Canada's Provinces, Cities Reach Ugly Milestone On Debt
The financial concept Money coin graph schedule collapse in the crisis
anotherperfectday via Getty Images
The financial concept Money coin graph schedule collapse in the crisis

For the first time ever, the combined debt burden of Canada’s provinces and municipalities is larger than the debt of the federal government, TD Bank says in a new report.

Canada’s federal debt has been falling, more or less steadily, for two decades, from a high of 67.1 per cent of GDP in 1996 to a projected 28 per cent next year.

But Canada’s provinces have seen their debt accumulate in recent years, and economists at TD estimate it is now above 30 per cent of GDP.

“Among provincial governments, only British Columbia and Quebec are either in a surplus position or poised to balance in the year ahead,” TD deputy chief economist Derek Burleton wrote.

But Burleton isn’t exactly preaching provincial austerity. He says provincial governments’ focus on budget-cutting is a drag on economic growth, or, as he put it, “an ongoing headwind to economies.”

“That said, governments have tabled capital spending plans that will provide some much needed infrastructure support, which should help to boost economic growth in both the short and long-run,” Burleton wrote.

According to the Parliamentary Budget Office, the largest driver of provincial debt these days is health care spending, which is getting pushed up by an aging population.

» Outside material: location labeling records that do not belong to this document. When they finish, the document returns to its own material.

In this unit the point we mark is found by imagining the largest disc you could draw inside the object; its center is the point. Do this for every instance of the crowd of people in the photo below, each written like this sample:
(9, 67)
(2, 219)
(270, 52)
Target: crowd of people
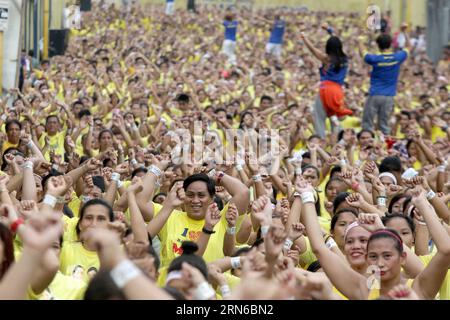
(227, 154)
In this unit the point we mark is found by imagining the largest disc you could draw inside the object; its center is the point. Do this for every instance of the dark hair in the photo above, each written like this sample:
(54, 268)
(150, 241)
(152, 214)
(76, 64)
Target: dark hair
(210, 185)
(102, 287)
(99, 182)
(9, 150)
(339, 199)
(189, 248)
(391, 164)
(91, 203)
(335, 52)
(310, 166)
(389, 234)
(384, 41)
(337, 215)
(6, 238)
(11, 122)
(408, 220)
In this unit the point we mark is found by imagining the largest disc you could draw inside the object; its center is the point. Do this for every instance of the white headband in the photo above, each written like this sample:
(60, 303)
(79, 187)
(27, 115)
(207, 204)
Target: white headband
(388, 174)
(173, 275)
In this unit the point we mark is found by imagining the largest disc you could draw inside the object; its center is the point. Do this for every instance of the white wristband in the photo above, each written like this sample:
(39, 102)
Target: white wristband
(212, 174)
(381, 201)
(287, 244)
(264, 230)
(124, 272)
(50, 200)
(330, 243)
(235, 262)
(225, 291)
(257, 178)
(155, 170)
(308, 197)
(431, 194)
(27, 165)
(204, 291)
(231, 230)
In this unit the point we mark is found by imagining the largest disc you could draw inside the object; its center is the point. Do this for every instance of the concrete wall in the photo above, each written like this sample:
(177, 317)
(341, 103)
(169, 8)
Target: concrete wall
(11, 45)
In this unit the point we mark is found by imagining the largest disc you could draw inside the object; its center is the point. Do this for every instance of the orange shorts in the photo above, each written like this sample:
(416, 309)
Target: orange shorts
(332, 97)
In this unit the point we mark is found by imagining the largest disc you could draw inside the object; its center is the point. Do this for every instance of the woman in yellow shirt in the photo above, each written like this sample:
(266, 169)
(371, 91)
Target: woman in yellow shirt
(77, 258)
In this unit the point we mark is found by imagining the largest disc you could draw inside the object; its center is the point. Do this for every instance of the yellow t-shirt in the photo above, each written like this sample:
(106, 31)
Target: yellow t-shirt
(56, 144)
(444, 292)
(77, 262)
(7, 145)
(179, 227)
(62, 287)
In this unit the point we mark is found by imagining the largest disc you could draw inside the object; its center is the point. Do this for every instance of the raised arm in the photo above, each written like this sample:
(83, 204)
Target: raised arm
(429, 281)
(346, 280)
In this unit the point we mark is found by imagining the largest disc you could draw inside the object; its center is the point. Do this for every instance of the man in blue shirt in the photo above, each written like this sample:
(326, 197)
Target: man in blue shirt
(383, 82)
(229, 43)
(274, 46)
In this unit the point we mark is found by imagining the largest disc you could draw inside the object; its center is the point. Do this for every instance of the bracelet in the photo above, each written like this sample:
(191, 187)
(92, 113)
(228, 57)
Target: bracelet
(220, 176)
(15, 225)
(231, 230)
(124, 272)
(204, 230)
(431, 194)
(308, 197)
(235, 262)
(381, 201)
(155, 170)
(330, 243)
(27, 165)
(287, 244)
(204, 291)
(257, 178)
(225, 291)
(264, 230)
(419, 222)
(50, 200)
(212, 173)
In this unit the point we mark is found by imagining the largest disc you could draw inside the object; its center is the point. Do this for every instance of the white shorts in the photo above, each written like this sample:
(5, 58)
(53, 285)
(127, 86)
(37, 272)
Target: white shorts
(228, 47)
(170, 8)
(274, 49)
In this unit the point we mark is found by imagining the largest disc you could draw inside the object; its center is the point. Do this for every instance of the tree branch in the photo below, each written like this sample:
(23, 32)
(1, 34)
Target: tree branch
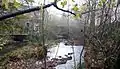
(31, 10)
(55, 5)
(23, 12)
(9, 15)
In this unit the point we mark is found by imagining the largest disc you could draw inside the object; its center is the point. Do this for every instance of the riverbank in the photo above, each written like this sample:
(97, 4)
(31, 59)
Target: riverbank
(31, 57)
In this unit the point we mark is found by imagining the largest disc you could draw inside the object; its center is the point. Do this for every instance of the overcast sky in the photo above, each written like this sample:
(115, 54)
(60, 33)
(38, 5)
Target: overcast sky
(53, 10)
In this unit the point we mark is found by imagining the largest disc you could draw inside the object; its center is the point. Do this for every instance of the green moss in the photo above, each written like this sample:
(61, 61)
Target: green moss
(30, 51)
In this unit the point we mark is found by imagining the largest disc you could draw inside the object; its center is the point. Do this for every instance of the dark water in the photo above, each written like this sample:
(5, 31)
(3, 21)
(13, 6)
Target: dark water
(62, 50)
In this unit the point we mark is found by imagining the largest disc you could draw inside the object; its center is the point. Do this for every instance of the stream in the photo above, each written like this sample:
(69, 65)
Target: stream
(63, 50)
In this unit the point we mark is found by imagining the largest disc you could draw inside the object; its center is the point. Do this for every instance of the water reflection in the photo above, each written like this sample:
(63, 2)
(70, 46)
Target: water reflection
(63, 50)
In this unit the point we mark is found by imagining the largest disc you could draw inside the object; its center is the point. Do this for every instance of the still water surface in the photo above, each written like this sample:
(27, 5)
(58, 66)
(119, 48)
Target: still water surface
(62, 50)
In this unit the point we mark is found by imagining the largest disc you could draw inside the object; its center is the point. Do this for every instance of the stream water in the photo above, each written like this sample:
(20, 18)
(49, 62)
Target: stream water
(63, 50)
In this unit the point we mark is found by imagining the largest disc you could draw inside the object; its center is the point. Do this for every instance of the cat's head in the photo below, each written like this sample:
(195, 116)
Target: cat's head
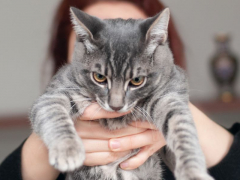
(121, 61)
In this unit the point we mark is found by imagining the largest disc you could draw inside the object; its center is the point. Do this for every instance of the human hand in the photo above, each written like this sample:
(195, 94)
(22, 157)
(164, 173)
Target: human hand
(103, 146)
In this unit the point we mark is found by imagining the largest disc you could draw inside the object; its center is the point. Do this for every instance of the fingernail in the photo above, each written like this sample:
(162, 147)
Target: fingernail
(124, 165)
(115, 144)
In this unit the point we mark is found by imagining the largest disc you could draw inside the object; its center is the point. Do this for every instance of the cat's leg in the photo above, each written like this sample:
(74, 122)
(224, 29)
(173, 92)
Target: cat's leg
(173, 118)
(51, 120)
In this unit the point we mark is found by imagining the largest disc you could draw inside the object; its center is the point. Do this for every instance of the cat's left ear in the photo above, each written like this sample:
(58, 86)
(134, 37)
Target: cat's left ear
(86, 27)
(156, 29)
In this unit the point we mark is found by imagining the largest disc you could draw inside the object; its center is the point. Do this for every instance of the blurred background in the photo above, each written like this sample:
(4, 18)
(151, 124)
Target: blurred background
(24, 37)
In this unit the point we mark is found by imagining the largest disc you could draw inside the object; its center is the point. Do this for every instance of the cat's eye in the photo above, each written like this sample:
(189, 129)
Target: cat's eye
(137, 81)
(99, 77)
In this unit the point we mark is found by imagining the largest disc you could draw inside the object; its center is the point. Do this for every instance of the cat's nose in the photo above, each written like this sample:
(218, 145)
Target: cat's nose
(116, 108)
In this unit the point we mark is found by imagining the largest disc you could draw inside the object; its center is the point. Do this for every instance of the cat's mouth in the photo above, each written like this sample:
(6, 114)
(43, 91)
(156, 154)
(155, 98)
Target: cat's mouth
(127, 107)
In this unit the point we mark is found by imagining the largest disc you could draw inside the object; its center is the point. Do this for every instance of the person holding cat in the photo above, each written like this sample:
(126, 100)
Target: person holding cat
(103, 147)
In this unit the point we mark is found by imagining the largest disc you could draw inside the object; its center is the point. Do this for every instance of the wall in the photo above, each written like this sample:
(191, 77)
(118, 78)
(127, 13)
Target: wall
(24, 34)
(197, 22)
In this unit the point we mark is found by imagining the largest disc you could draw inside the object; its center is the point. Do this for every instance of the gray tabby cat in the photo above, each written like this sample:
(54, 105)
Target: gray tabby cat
(122, 65)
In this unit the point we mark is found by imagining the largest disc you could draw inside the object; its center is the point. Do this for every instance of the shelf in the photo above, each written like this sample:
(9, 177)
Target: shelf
(218, 106)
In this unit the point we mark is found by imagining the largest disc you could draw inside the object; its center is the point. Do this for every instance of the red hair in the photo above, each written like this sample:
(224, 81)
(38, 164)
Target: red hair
(62, 27)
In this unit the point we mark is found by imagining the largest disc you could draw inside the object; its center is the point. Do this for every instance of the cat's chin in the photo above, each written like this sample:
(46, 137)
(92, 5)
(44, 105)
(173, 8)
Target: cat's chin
(116, 123)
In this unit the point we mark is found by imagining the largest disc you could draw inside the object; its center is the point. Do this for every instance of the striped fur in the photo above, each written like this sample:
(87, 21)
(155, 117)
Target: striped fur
(123, 49)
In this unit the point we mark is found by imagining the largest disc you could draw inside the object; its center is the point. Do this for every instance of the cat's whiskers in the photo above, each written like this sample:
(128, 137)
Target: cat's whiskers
(136, 108)
(91, 118)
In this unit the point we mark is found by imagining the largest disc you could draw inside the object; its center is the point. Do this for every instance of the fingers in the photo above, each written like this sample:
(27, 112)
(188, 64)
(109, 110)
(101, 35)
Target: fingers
(103, 158)
(136, 141)
(143, 124)
(137, 160)
(93, 130)
(95, 145)
(94, 111)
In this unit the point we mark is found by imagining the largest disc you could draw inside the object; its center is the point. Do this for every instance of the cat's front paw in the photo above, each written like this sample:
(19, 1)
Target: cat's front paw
(67, 155)
(193, 175)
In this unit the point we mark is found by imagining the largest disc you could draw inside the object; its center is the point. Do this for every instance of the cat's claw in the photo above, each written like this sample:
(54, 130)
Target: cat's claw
(67, 155)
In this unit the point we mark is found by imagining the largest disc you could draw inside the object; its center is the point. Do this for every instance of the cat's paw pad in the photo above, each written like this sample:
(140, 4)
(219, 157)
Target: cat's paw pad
(67, 155)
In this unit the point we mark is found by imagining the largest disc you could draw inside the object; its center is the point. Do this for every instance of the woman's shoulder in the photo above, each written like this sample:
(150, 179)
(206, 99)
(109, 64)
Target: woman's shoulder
(229, 167)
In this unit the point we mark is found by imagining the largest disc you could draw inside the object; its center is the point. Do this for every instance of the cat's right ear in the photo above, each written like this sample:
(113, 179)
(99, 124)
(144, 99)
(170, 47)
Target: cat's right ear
(155, 30)
(86, 27)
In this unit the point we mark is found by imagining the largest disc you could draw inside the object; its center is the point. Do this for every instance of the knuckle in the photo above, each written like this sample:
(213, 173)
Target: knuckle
(112, 156)
(151, 151)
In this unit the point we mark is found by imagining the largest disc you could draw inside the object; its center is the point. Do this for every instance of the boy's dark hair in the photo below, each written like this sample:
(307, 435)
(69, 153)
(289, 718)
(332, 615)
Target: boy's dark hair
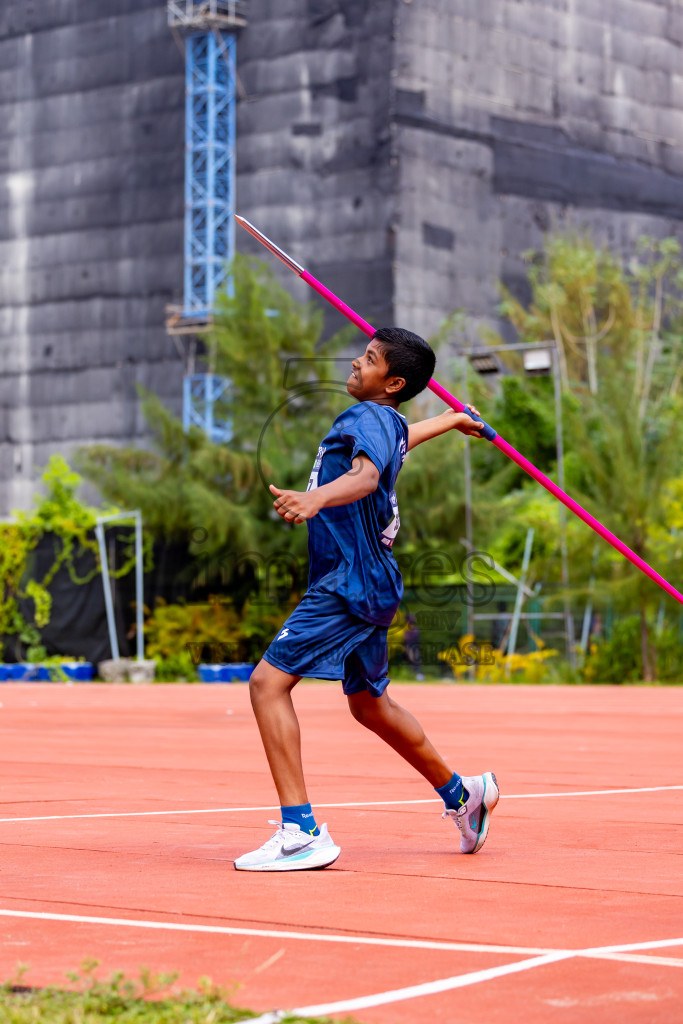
(407, 355)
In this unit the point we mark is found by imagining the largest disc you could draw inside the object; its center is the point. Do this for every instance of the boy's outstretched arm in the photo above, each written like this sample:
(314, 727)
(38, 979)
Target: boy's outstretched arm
(297, 506)
(435, 425)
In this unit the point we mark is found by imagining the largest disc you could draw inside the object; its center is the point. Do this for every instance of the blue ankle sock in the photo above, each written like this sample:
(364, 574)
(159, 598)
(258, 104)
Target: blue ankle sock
(453, 794)
(301, 815)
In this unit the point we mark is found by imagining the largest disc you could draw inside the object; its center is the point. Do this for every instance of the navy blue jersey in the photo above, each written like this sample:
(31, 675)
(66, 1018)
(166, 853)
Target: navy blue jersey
(349, 547)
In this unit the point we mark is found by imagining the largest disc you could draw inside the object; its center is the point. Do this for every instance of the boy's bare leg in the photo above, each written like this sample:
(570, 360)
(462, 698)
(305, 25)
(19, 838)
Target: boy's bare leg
(401, 731)
(270, 692)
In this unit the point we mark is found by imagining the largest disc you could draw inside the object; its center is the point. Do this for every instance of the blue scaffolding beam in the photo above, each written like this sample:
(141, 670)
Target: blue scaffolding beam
(200, 394)
(210, 91)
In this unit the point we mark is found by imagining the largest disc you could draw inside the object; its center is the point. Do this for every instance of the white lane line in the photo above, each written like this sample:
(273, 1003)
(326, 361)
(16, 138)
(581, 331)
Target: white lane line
(394, 995)
(632, 947)
(640, 958)
(365, 803)
(445, 984)
(412, 991)
(272, 934)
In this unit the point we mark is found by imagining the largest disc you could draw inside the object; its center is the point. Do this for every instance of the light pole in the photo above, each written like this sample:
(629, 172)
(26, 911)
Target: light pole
(540, 359)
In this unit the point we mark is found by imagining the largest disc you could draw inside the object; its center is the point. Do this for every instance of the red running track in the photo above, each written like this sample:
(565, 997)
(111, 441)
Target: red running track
(120, 808)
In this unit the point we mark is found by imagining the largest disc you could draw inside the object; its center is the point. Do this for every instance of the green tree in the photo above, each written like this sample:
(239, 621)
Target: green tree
(620, 337)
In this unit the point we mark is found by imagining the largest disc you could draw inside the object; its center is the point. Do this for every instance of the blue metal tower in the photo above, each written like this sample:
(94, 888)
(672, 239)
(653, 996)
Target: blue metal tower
(209, 236)
(200, 394)
(209, 167)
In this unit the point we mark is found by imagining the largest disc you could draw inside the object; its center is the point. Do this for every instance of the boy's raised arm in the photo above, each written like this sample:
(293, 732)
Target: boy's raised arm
(297, 506)
(424, 430)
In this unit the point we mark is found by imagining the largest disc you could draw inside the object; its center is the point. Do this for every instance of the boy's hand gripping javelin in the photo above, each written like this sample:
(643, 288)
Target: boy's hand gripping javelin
(485, 430)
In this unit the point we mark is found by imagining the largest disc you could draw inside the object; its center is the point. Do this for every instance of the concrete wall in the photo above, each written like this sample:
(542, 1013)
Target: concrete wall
(314, 168)
(404, 151)
(514, 117)
(91, 206)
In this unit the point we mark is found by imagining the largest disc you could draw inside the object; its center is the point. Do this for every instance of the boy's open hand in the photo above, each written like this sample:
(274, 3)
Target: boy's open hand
(466, 424)
(295, 506)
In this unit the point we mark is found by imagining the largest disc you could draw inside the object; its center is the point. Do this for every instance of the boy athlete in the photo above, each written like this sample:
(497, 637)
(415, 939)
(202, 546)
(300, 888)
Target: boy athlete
(339, 630)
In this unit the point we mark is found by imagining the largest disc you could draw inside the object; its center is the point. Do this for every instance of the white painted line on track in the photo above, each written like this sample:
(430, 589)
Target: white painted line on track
(544, 957)
(273, 934)
(640, 958)
(428, 988)
(445, 984)
(365, 803)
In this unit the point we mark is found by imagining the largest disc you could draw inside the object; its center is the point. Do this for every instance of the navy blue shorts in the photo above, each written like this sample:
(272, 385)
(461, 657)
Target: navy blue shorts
(324, 640)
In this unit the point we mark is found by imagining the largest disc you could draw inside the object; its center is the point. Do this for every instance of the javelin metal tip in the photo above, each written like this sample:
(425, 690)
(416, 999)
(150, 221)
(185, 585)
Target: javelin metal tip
(265, 241)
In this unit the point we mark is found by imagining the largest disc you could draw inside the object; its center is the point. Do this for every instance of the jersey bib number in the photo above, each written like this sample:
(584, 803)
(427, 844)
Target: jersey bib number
(390, 530)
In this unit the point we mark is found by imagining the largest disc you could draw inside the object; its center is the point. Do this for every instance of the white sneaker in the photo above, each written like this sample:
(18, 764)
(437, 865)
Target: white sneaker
(473, 817)
(291, 850)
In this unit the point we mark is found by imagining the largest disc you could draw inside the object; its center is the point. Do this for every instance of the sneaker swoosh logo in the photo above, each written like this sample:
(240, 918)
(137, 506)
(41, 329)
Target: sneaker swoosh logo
(296, 848)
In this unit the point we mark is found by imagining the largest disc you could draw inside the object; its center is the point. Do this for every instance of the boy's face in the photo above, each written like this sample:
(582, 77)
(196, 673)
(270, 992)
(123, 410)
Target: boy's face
(370, 380)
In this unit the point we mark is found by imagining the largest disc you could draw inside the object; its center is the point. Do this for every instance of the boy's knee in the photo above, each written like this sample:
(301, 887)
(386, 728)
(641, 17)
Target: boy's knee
(258, 682)
(366, 709)
(266, 682)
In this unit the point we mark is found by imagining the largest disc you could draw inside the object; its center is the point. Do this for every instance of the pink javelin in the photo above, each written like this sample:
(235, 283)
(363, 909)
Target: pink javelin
(486, 430)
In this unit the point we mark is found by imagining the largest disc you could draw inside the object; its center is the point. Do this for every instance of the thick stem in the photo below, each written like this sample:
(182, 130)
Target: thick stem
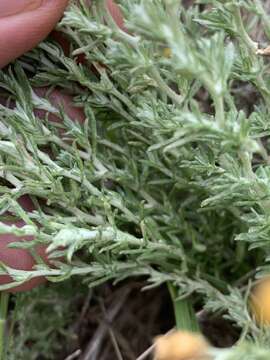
(3, 316)
(185, 316)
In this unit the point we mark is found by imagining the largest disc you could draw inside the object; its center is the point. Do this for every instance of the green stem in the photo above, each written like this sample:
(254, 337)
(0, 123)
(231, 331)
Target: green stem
(219, 108)
(3, 316)
(185, 316)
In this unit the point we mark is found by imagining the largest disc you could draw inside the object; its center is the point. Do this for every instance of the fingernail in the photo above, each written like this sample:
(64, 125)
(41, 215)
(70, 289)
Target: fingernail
(13, 7)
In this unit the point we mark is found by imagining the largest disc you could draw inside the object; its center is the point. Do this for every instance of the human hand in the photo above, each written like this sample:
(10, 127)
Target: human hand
(23, 24)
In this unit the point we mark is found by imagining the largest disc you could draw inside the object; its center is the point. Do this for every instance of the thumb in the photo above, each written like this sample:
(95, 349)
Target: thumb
(24, 23)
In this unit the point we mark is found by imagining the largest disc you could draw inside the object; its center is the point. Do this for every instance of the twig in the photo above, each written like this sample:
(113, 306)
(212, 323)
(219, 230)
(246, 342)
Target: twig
(93, 346)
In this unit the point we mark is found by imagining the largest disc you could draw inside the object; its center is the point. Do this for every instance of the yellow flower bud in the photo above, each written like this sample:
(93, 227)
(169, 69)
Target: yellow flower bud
(260, 302)
(181, 345)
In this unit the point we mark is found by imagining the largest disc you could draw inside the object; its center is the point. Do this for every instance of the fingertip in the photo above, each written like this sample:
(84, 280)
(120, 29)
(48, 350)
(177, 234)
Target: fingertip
(21, 32)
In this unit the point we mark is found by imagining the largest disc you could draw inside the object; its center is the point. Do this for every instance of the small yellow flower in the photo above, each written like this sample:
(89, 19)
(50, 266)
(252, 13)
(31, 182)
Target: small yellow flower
(181, 345)
(260, 302)
(167, 52)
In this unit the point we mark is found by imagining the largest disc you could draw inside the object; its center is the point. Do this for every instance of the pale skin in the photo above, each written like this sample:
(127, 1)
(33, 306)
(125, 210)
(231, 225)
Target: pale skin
(23, 24)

The PBO has been warning the provinces for some time that their debt burdens are on an "unsustainable" path. In a report this year, the PBO said the provinces are on track to have a ruinous debt burden of 200 per cent of GDP within 75 years if they don't change course.

"Canada's subnational governments (provincial, territorial, local, and aboriginal) cannot meet the challenges of aging demographics," the office said last year.

Canada's premiers have been pushing the federal government to increase its funding of health costs. They are asking for Ottawa to cover 25 per cent of provnices' health-care costs through an increase to the Canada Health Transfer.

The Harper government has countered that its spending on health care is already set to reach record heights, with $27 billion transferred to the provinces over the next five years. It says its spending on health care is rising faster than overall health care spending.